The concern is how resilient the tech sector can remain if the global economy as a whole slogs along
Uncertainly Continues
Analysts are divided on how they view the coming short term and long term performances across the global markets and are cautious about predicting the outcome of the current selloff. Past trends have shown that the way the year starts is an indication of its future realization. With the Dow bringing in the new year at its very worst since 2008, prospects for the coming year are far from optimistic.
Weighing heavily on the markets is an already weaker market in the second half of last year as well as sluggish earnings, and pressure from a global growth slowdown. Much of the pessimism extends to the tech sector which is more tightly enmeshed in the economy as a whole than ever before and its future is subject to the same forces that afflict everyone else. Tech companies are very dependent on sales to China but the declines in Japan, Europe and other emerging markets are part of the overall problem.
Tech Stocks Buffered S&P
The concern is how resilient the tech sector can remain if the global economy as a whole slogs along since any continued softening in tech shares could mean bigger problems for the market as a whole. Last year, strong tech stocks like Amazon and Alphabet compensated for struggling companies to bolster up the S&P 500 index, which, despite this buffer, ended the year relatively flat.
Analysts point to Facebook, which was also down on the first day’s trading. According to their thinking, Facebook may seem less at risk since it doesn’t sell goods like Amazon, but it is still highly affected by global trends since it is dependent on advertising revenue and is highly reliant on overall economic activity that drives the sales and earnings of media companies.
Many tech companies may have become overvalued during the last few months and this may have led to the severe drop in prices. The high valuations for tech stocks make them more expensive compared to other types of stocks and according to one analyst, a lot of tech companies are “hoping to grow their profits in the future to eventually match the valuations. That's why tech stocks are being hit so hard."

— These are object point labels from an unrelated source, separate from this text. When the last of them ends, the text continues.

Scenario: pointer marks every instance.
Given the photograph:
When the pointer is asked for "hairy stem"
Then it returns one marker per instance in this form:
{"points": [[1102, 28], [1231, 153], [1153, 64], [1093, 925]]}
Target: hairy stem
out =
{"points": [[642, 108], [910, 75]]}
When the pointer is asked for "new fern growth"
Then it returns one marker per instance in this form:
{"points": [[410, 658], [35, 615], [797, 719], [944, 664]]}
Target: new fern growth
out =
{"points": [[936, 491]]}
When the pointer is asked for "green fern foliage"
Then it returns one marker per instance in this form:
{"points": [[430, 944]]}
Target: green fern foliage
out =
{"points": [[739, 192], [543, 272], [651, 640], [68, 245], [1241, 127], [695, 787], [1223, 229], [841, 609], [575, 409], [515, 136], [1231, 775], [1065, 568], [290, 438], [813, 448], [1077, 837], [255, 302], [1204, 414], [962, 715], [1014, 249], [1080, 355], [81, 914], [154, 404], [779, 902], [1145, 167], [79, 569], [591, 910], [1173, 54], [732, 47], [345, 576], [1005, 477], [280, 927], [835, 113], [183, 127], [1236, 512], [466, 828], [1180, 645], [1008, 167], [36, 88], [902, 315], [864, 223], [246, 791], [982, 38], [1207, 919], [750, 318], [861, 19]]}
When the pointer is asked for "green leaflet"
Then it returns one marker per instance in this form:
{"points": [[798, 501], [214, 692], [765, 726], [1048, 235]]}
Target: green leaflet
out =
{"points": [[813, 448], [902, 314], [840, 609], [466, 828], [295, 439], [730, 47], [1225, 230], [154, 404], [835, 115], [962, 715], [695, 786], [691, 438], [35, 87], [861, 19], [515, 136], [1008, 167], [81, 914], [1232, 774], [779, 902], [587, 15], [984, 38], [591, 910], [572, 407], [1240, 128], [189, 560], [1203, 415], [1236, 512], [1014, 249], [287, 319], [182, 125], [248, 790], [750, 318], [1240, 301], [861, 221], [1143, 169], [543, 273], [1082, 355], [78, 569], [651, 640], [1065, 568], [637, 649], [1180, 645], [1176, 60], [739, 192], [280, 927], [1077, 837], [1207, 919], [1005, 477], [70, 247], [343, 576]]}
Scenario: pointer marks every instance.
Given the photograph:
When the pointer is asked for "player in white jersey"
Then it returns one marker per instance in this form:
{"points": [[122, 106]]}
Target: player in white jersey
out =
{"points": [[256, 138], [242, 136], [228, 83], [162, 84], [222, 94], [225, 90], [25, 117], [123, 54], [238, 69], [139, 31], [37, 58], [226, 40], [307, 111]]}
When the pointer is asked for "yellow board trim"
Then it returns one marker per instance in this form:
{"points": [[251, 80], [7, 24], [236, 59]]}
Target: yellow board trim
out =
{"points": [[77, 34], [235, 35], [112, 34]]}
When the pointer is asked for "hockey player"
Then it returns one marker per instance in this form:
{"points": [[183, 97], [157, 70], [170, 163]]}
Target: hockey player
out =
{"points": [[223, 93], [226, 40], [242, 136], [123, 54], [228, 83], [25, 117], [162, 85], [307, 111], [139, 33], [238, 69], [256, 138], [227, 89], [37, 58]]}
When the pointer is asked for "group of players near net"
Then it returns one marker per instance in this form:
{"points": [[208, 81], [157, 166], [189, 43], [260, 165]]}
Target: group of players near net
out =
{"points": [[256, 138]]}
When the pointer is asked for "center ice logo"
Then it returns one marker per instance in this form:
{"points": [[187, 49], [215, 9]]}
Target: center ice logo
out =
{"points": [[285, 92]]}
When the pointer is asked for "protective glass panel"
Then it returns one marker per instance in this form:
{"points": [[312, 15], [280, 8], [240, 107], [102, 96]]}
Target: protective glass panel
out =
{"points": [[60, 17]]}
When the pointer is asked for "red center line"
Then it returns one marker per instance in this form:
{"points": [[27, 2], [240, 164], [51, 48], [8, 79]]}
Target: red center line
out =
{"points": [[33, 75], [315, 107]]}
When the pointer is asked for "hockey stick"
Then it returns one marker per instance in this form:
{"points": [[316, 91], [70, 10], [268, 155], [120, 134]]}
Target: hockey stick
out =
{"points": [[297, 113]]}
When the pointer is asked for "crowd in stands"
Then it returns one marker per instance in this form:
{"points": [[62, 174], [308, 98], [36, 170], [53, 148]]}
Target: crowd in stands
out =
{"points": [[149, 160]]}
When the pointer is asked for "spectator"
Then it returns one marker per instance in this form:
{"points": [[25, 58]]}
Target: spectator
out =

An updated reading on the nation's economy will be announced on Friday with the release of the latest jobs report, measuring December activity for employment in the United States and despite the retreat for technology shares, some experts believe tech will remain a relatively hot ticket for investors in 2016. Some investors seem prepared to withstand the tumult of a roller-coaster year for the stock market. There’s nothing new under the heavens.